Standouts included “Black Teeth,” which plays on the utter discomfort of making small talk at a funeral; “Reborn of Ash,” about a radical group therapy method; and the absurdist masterpiece “We Have Always Lived in the Jiffy-Lube.” But there’s not a weak story in the book. I don’t usually read ebooks, but I’m glad I had this one electronically, because I would have dog-eared the shit out of a paperback. Richard’s prose is frequently gorgeous, and I used the highlight function a lot, marking passages that were beautiful or insightful (or, quite often, both).

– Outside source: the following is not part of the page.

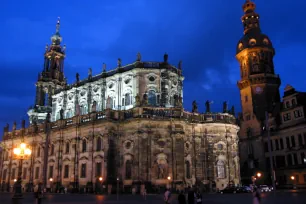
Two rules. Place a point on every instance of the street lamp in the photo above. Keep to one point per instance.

Through it all is the grief. I would never read a nonfiction book about grieving (that’s not a boast, but an admission of deficiency), but Grief Rituals helped me through the hardest thing I’ve ever been through. I think about it often, like when I’m having a good day and suddenly the realization that my mom is gone hits me like some new affront—and Richard is there with this passage in “Strømtatt”: “No one thinks about the numbness, the guilt, the resentment, the anger, or the ugliness deep in your soul that robs you of the first moment of joy you’ve felt since your loved one died.” Or when I listen to my mom’s last voicemail because I’m afraid I’ll forget the sound of her voice, and Richard is there with this passage in “We Have Always Lived in the Jiffy-Lube”: “She’s like the ghost of a dream, or the shadow of a memory. I have to fight for every scrap I have; I have to hold onto it as tightly as I can. She never fully forms anymore.” A bear hug, a comforting voice telling you that whatever crazy, horrible, despairing thing you’re feeling is the correct feeling, because there is no correct feeling.
This isn’t really a review, at least not one that many people will find helpful. But some people will find it helpful. Grief Rituals is for both groups.